Working in the background, there are companies called data aggregators, including Plaid, Envestnet | Yodlee, Finicity, MX and others, that are responsible for safely transmitting your account information between financial institutions and to third-party apps. Aggregators make it easier for customers to transfer their data to third parties, but there are concerns around the security and reliability of the connections, particularly when they’re carried out through screen scraping.

But how do these apps collect and access your data? Typically, the app would ask for permission, and then you grant the app access to your data, this Medium article explains.The companies then access this data through one of two common methods: screen scraping or application programming interfaces (APIs).

Let’s pause for a second and break down what these jargon terms mean. A technique called screen scraping allows you to sign into your bank account and transfer your banking information to another app. What’s happening is the third-party app, through aggregators, logs into a banking application as if it were the customer, “scrapes” their data and pastes it into their own platform.

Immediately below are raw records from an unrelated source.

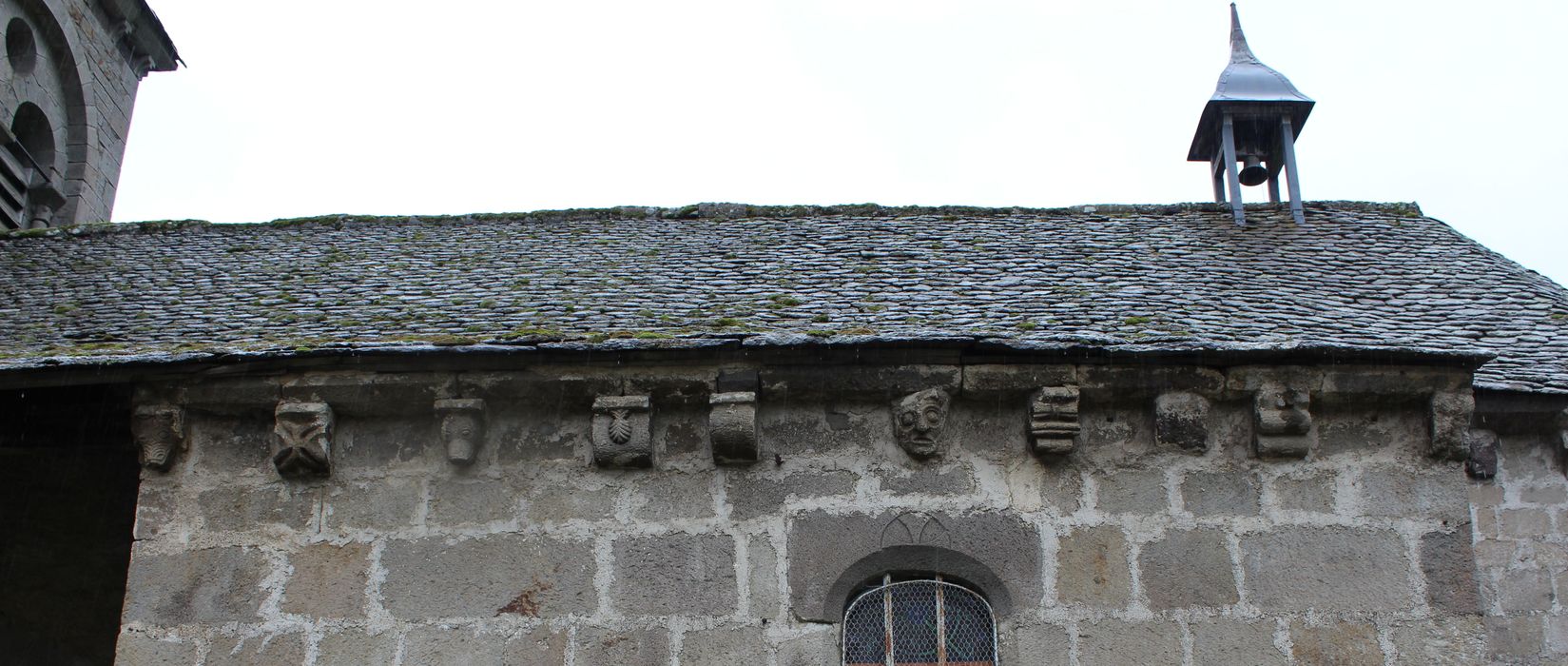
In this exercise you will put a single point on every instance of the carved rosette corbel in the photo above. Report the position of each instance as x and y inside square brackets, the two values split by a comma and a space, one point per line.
[1451, 422]
[732, 427]
[461, 427]
[621, 431]
[1054, 420]
[303, 441]
[1181, 420]
[1282, 421]
[161, 434]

Meanwhile, APIs are seen as a safer way to transfer data, functioning as pipes that connect software components. API standards incorporate security, rights and permissions. In other words, an API connection allows computers to talk to each other utilizing a common format, this FDX report explains.

Wait a second, why do I care? 

It’s no secret that when done correctly, APIs allow consumers to have more control over who has access to their data while also being more secure, stable, accurate and fast, according to the report. But for a variety of reasons, screen scraping, which is pretty unregulated, remains the vastly more popular tool used today in the U.S.

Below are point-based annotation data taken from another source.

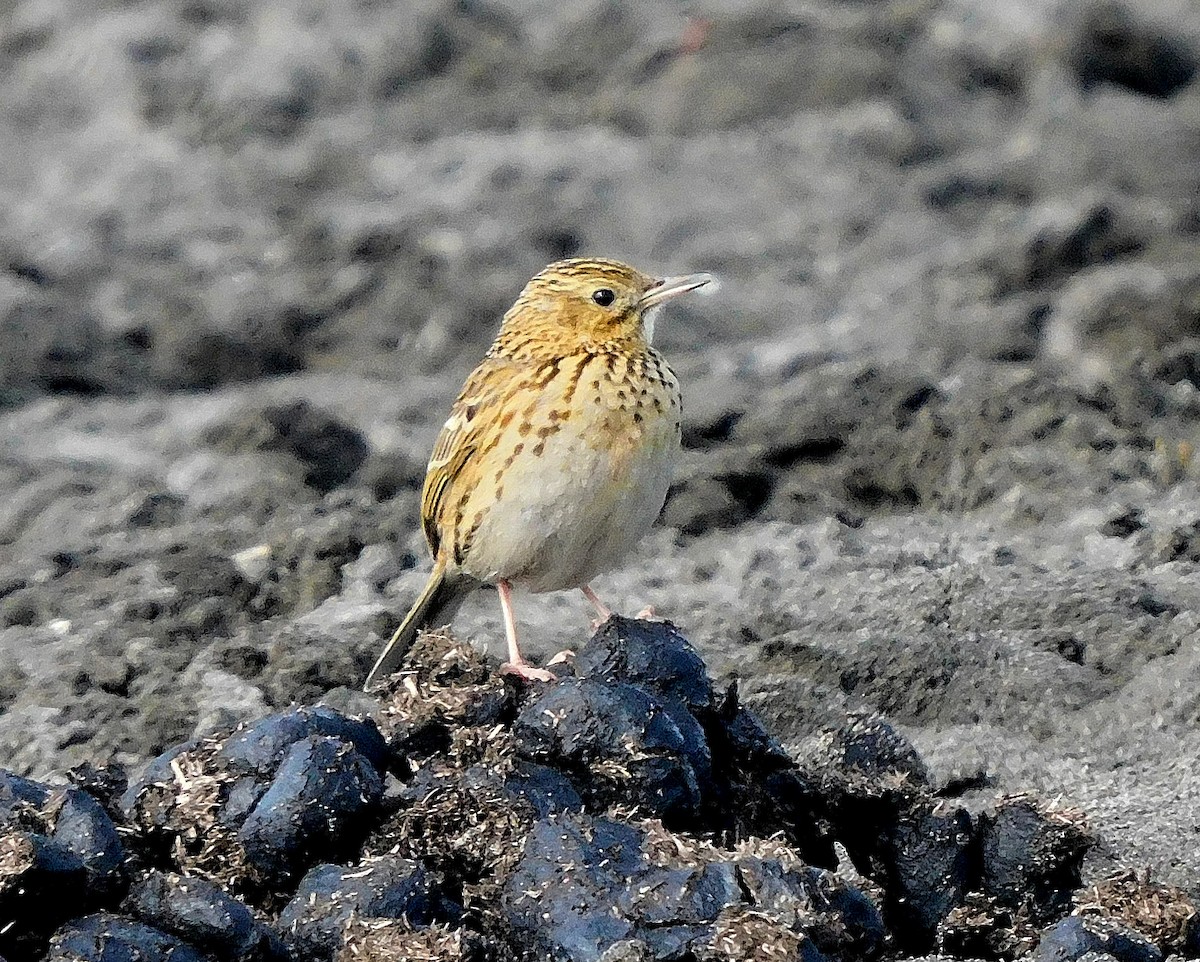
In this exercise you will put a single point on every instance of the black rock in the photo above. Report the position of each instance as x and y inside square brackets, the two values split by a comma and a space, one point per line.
[113, 938]
[649, 654]
[262, 746]
[199, 912]
[839, 918]
[757, 787]
[53, 841]
[871, 746]
[317, 806]
[313, 923]
[547, 792]
[621, 744]
[585, 885]
[1073, 938]
[930, 869]
[1031, 858]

Let’s take a look at why we’re still using this tactic, why regulators aren’t putting on some elbow grease and regulating more and how this inevitable shift to APIs could lead to a world of “open finance.” We’ll also explore where banks and aggregators stand on why the industry isn’t moving faster to adopt API-based standards.

Pulse check: Context & Challenges 

A report by the Financial Data Exchange (FDX), a company that unifies financial institutions around a common standard for data sharing, found in a survey that over 12 million US consumers have transitioned from screen scraping to a version of the FDX API. Between 65 to 85 million consumers are still provided through shared login credentials and screen scraping for data access and sharing, FDX estimates.

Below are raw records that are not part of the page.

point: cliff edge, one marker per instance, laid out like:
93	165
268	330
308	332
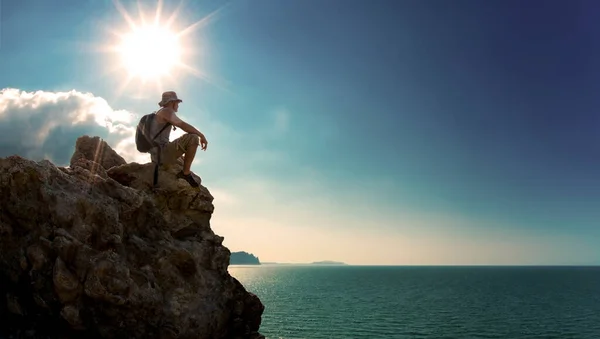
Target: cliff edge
91	250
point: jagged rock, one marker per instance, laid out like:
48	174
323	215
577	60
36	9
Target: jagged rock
97	152
86	250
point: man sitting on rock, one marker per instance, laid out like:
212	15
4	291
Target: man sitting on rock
185	145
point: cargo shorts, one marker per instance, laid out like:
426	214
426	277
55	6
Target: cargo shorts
176	148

There are numerous reasons why screen scraping is still so common. Screen scraping is a viable technology when practiced by responsible actors, but largely it isn’t regulated or supervised, said Brian Costello, Envestnet | Yodlee Vice President of Data Strategy & Strategic Solutions. Envestnet | Yodlee is a data aggregation and data analytics platform.

“The risk is that if it’s a bad actor that has access to those credentials, they’re going to access way more data than they need to power the use case, they might not safeguard that data properly [and] they might not have the governance in place to manage that data properly,” Costello said.

If we know that APIs are essentially a better method than screen scraping, why are we still relying on screen scraping so heavily? Well, again, it’s for a number of reasons. One of them being that screen scraping is much more accessible for financial institutions and consumers, whereas APIs are really expensive to implement, Plaid’s Policy Lead John Pitts said. Plaid’s technology enables apps to connect with users’ bank accounts.

Outside of North America, governments have led the march toward API-based data access. The European Union’s PSD2 regulation offered a push toward government-mandated API-based data access. Three years ago, the U.K. government tasked the Open Banking Implementation Entity with designing open banking technology and secure APIs in the UK, making open banking a requirement. The initiative forced the U.K.’s nine largest banks to release their data in a safe, standardized form so it can be shared more easily between authorized institutions.

Taking into consideration how many resources it takes to develop APIs, think about the more than 10,000 banks and credit unions that we have in the U.S. Some of these smaller financial institutions simply don’t have the budget to implement this technology, Pitts said.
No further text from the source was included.